Back in January, Township of Langley staff presented an updated plan for the lands around the northern section of 200th Street in Langley called Carvolth. The original plan for the area was to make it business parks and light industry lands, but the introduction of the 202nd Street Transit Exchange allowed the Township to rethink the plan and make it more transit and pedestrian friendly. I was concerned that the recent funding challenges at TransLink -which leaves the 202nd Street Transit Exchange with no Bus Rapid Transit service- would dampen the Township’s plan, but I’m happy to report that the plan is on course and is better than ever.
The Township’s presented a planning concept for Carvoth based on an early “Transit Nodes” plan and went to open house with it in February.

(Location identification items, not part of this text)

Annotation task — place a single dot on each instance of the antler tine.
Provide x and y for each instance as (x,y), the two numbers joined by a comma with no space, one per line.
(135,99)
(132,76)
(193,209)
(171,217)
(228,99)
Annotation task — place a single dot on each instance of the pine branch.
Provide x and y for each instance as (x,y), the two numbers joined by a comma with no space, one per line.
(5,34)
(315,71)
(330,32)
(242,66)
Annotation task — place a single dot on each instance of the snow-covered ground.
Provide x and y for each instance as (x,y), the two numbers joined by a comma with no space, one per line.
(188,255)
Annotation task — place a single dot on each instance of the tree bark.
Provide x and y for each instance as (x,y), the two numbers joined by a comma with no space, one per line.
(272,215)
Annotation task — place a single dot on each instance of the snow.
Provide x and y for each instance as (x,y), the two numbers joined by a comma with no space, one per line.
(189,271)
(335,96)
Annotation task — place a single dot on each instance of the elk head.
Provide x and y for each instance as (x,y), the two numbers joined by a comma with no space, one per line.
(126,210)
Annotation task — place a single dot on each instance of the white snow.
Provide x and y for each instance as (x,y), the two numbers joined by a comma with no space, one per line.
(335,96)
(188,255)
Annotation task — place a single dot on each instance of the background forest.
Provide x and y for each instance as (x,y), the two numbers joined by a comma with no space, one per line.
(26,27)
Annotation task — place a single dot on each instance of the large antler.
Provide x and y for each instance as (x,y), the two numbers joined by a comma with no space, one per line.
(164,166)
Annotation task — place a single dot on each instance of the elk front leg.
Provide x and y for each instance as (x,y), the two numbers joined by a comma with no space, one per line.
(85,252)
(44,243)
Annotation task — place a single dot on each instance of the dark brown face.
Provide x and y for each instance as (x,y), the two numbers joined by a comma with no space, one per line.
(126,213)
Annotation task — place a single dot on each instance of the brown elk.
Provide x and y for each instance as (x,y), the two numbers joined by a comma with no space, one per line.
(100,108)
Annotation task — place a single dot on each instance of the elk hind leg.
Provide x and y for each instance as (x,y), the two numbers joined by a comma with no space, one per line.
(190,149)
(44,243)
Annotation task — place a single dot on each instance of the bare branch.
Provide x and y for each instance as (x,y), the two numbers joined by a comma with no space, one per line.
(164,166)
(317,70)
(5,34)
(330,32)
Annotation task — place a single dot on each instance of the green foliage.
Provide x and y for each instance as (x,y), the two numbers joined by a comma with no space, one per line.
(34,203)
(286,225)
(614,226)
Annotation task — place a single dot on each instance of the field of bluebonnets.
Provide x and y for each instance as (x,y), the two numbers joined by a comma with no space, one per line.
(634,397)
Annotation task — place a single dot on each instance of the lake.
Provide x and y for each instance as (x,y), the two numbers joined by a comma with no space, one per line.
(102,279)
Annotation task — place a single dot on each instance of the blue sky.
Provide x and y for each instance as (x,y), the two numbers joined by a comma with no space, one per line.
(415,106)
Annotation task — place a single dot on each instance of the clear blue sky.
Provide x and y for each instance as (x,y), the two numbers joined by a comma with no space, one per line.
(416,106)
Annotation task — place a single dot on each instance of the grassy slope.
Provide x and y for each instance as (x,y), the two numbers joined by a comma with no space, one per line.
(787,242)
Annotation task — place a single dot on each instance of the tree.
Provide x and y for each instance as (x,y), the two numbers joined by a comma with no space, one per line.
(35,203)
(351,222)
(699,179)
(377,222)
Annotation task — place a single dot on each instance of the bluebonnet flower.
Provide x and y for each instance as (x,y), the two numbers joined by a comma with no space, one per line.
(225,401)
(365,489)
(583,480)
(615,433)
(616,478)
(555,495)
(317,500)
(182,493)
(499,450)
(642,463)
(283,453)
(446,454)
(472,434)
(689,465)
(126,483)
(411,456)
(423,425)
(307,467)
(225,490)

January Carvolth Plan: Red = Mixed-use, Dark Blue = Office-Mixed-use, Brown = Higher-Density Residential, Purple = Light Industrial |
Based on the feedback from the open house, the Township updated the plan which saw the following major changes:
Updated June 2012 Carvolth Plan: Red = Mixed-use, Dark Blue = Office-Mixed-use, Brown = Higher-Density Residential, Purple = Flex Employment, Gray = Gateway Commerial |
Service Commercial (auto-oriented) use was removed from land around the 200th Street Interchange and replaced with a new Gateway Commercial use which will allow for hotels, offices, and retail uses (as long as retail buildings also contain 1.5 more office space than retail space). There are two polices in this zone that excite me. One is that development must be to a higher standard to created landmark projects. The other policy is the requirement to provide 1/3 of the total parking in either underground or structured facilities. Surface parking lots are one of the biggest barriers to creating walkable areas that can be serviced by transit. It’s great to see that the Township is taking the first steps to requiring structured parking in commercial areas and I hope this trend will continue in other parts of the Township.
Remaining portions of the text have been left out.